The project
The H&M Group was willing to align their different brands processes. This meant sharing centralised support functions for shipping, transactions, stock management… and CMS. For the smaller brands in the group, it was a great opportunity as they would grow. But the new tools offered limited  flexibility compared to their custom websites. For us at Fjord, it meant understanding four brands, and building four different experiences. But based on the same component library.
Image below: Design team - 2 visual designers (1 senior, 1 junior), 2 interaction designers (1 senior, 1 junior)
My part
As the UX lead in the team, I was bridging between the Art directors and the technical teams. I had to understand the platform limitations, and work so that they affect the least possible the designs. Compare the different experiences, and factorise as much as possible the development effort. Document all the components behaviours and expected settings/overrides for the development teams
On the other hand, I was reporting to the business team, and helping project owners in their decision process. I had to maintain the design sprints and deliveries within the developers’ scrum cycle.
Balancing diversity and implementation costs was a real challenge in this project. We had to build four different “individuals” that share the same backbones, but dress, behave and talk differently.
Image below: Discovery phase – positioning the brand through personas and design drivers
Each design was evaluated through three criteria: experience quality, brand DNA, and development effort.
I soon realised that our role was not only to define and describe components behaviour. We had to help the different stakeholders in their decision process. We created visualisation tools to enable them weighing components against each other at a macro and micro-scale.
We had to steer away from a page template-based CMS, and try to transform it into a component-based tool. This approach required a lot of pedagogy, as the technical structure of the tool was not adapted for it. But we knew it would offer much more flexibility to the different brands in time.
For each component, we described its behaviour and expected flexibility. Then we mapped components within the different websites. This approach was iterative, to keep the amount of components and their overrides reasonable. This component library ended up being our main discussion tool. As both the development team and the brands Art directors could relate to it.

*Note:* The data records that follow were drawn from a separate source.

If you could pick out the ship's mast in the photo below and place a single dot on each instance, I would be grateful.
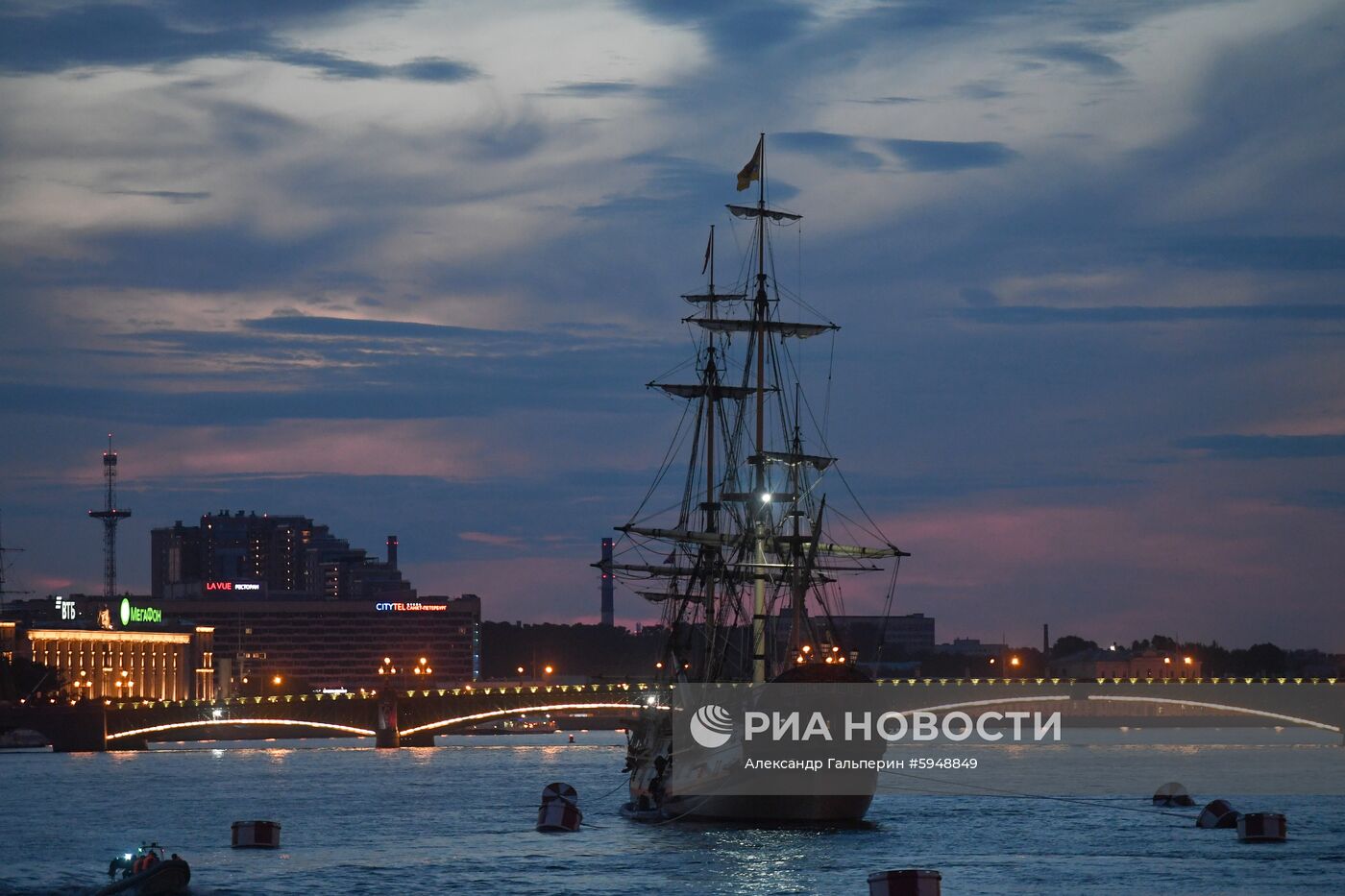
(760, 315)
(712, 513)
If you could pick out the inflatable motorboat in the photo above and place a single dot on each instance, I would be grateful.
(147, 873)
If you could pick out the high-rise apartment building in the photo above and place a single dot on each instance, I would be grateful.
(266, 556)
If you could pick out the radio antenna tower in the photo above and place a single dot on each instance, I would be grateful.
(110, 516)
(4, 568)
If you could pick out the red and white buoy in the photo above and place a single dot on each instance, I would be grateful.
(256, 835)
(1217, 814)
(910, 882)
(1261, 828)
(560, 809)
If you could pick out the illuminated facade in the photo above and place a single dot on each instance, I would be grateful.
(338, 643)
(286, 557)
(143, 665)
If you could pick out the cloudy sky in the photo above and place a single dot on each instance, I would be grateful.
(405, 268)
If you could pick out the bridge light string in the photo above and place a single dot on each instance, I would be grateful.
(366, 732)
(1226, 708)
(498, 714)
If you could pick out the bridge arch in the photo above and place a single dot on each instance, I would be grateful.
(514, 711)
(215, 722)
(1227, 708)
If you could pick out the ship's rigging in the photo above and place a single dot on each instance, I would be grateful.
(749, 534)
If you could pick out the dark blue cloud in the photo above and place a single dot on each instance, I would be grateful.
(117, 36)
(175, 197)
(739, 27)
(1231, 447)
(1257, 252)
(1076, 54)
(836, 148)
(208, 258)
(1150, 314)
(950, 155)
(978, 298)
(589, 89)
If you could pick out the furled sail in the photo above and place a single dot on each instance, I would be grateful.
(701, 389)
(793, 459)
(715, 296)
(779, 327)
(752, 211)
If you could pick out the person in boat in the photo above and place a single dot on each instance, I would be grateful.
(661, 764)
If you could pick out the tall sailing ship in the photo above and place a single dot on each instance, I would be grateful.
(746, 563)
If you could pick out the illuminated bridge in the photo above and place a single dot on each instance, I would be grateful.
(413, 717)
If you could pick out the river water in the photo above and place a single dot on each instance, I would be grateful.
(459, 818)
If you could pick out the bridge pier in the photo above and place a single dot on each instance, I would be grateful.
(71, 729)
(419, 739)
(386, 732)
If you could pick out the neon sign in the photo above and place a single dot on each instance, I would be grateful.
(132, 614)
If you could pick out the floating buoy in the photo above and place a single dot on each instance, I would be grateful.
(560, 809)
(910, 882)
(1261, 828)
(1217, 814)
(1173, 794)
(256, 835)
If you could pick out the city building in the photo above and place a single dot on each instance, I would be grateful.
(1098, 662)
(278, 557)
(101, 653)
(972, 647)
(312, 644)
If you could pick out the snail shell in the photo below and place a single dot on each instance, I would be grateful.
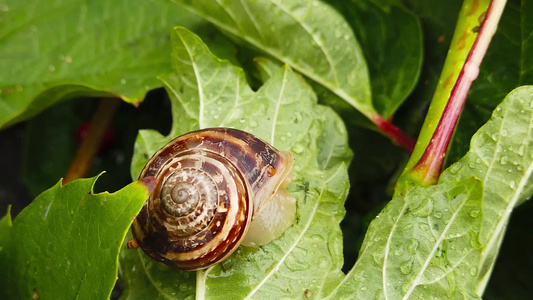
(211, 183)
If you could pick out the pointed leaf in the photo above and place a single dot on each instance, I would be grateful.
(294, 33)
(422, 245)
(501, 155)
(391, 39)
(65, 244)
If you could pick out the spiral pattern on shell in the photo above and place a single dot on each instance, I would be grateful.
(201, 207)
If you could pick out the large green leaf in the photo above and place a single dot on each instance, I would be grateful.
(56, 50)
(309, 36)
(207, 92)
(420, 246)
(441, 241)
(501, 155)
(66, 243)
(391, 39)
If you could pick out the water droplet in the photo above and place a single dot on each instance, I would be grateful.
(406, 267)
(413, 246)
(455, 168)
(434, 273)
(521, 150)
(407, 226)
(424, 209)
(317, 238)
(298, 118)
(504, 132)
(352, 78)
(297, 148)
(377, 256)
(423, 226)
(503, 160)
(399, 252)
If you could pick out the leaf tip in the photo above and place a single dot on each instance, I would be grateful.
(149, 182)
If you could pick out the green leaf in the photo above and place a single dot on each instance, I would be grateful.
(420, 246)
(208, 92)
(65, 244)
(391, 39)
(52, 51)
(329, 55)
(501, 155)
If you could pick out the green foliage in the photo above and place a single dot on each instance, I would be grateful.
(290, 120)
(65, 50)
(286, 73)
(65, 244)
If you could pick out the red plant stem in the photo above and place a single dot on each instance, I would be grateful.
(430, 164)
(89, 147)
(394, 133)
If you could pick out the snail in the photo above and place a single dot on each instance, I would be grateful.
(215, 189)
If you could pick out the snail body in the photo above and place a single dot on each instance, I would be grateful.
(213, 185)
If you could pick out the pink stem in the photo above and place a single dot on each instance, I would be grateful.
(431, 162)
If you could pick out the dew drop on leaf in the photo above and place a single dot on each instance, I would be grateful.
(503, 160)
(183, 287)
(377, 256)
(521, 150)
(406, 267)
(474, 213)
(455, 168)
(413, 246)
(512, 184)
(504, 132)
(399, 252)
(407, 226)
(423, 226)
(434, 273)
(297, 148)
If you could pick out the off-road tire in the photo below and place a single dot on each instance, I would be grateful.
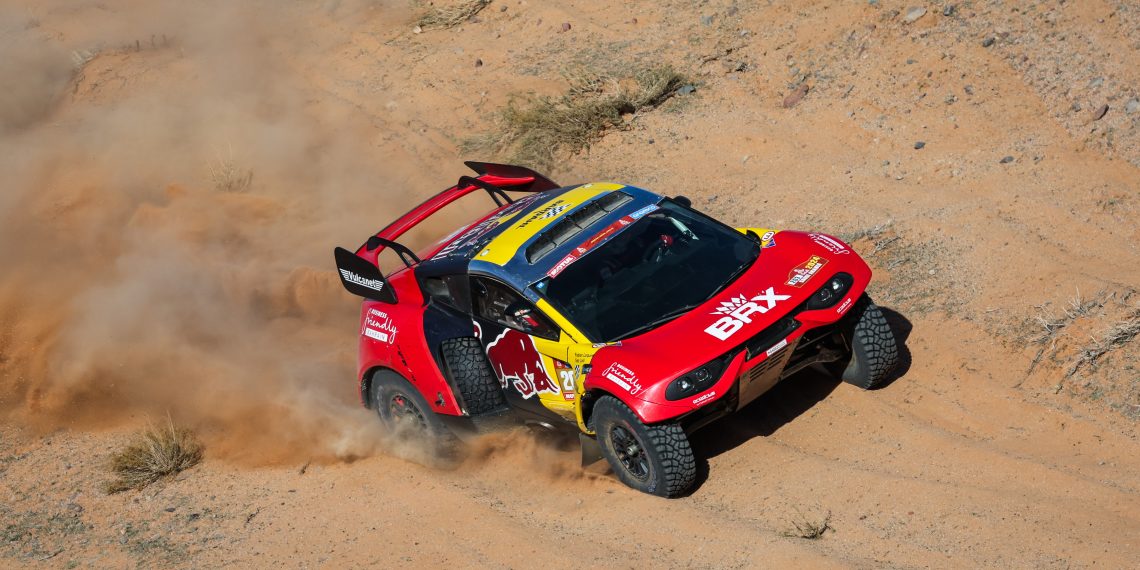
(874, 349)
(416, 423)
(466, 364)
(664, 453)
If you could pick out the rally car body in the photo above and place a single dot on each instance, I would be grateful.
(599, 290)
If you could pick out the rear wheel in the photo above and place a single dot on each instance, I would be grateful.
(406, 414)
(874, 349)
(466, 363)
(651, 458)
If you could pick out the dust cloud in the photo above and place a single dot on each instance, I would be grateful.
(172, 188)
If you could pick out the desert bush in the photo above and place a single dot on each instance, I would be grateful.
(155, 453)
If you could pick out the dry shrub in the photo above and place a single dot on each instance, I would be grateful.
(228, 177)
(154, 454)
(535, 130)
(807, 528)
(450, 16)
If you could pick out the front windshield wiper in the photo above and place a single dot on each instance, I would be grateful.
(660, 320)
(738, 273)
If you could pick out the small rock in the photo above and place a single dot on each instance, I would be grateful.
(796, 96)
(914, 14)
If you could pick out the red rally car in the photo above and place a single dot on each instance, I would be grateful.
(607, 309)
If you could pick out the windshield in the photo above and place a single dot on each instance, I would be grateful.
(665, 263)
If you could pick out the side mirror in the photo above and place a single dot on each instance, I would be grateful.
(361, 278)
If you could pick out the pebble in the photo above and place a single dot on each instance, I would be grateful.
(796, 96)
(914, 14)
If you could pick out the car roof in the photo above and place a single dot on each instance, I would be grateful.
(512, 251)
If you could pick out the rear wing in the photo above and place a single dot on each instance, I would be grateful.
(493, 178)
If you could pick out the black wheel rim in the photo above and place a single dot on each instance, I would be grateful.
(630, 452)
(405, 414)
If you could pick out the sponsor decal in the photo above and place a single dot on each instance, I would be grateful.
(551, 212)
(379, 326)
(485, 227)
(705, 398)
(519, 364)
(467, 237)
(768, 239)
(775, 348)
(830, 244)
(588, 244)
(567, 375)
(804, 271)
(624, 377)
(739, 310)
(641, 213)
(545, 212)
(843, 308)
(373, 284)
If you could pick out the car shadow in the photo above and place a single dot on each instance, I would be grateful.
(778, 407)
(902, 328)
(786, 401)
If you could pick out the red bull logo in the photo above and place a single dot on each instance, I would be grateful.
(519, 364)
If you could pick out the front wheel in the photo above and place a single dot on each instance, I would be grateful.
(651, 458)
(874, 349)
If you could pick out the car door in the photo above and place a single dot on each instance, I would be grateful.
(527, 351)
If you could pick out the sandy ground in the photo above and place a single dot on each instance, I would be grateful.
(136, 283)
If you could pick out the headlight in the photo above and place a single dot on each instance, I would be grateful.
(699, 380)
(830, 293)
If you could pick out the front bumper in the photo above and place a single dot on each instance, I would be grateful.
(784, 348)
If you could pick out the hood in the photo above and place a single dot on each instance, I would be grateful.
(791, 267)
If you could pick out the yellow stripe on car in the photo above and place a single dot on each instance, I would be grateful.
(504, 247)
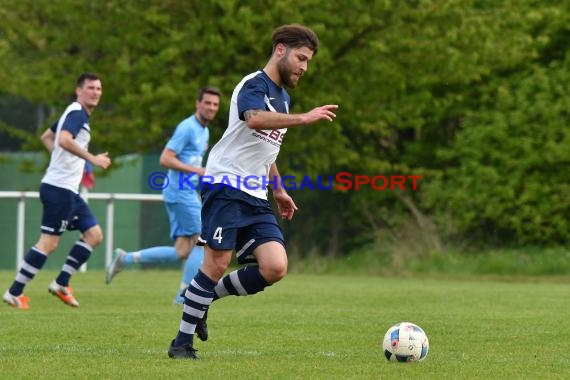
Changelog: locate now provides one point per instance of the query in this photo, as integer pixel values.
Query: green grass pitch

Image below: Building blocks – versions and behaviours.
Key takeaways
Despite their initial reluctance, the four brands finally adopted their new websites with pride. From a cost driven project, we ceased the opportunities to rethink the experience of the websites.
We made our way in a large and spread team, and achieved to build trust with our different partners. For me, this project was one of the most challenging ever, but also a turning point in my experience. Behind the design brief, there was a communication challenge to align the different stakeholders. A large part of our role consisted in building tools for a better collaboration, and I was proud to see our team succeed in this exercise.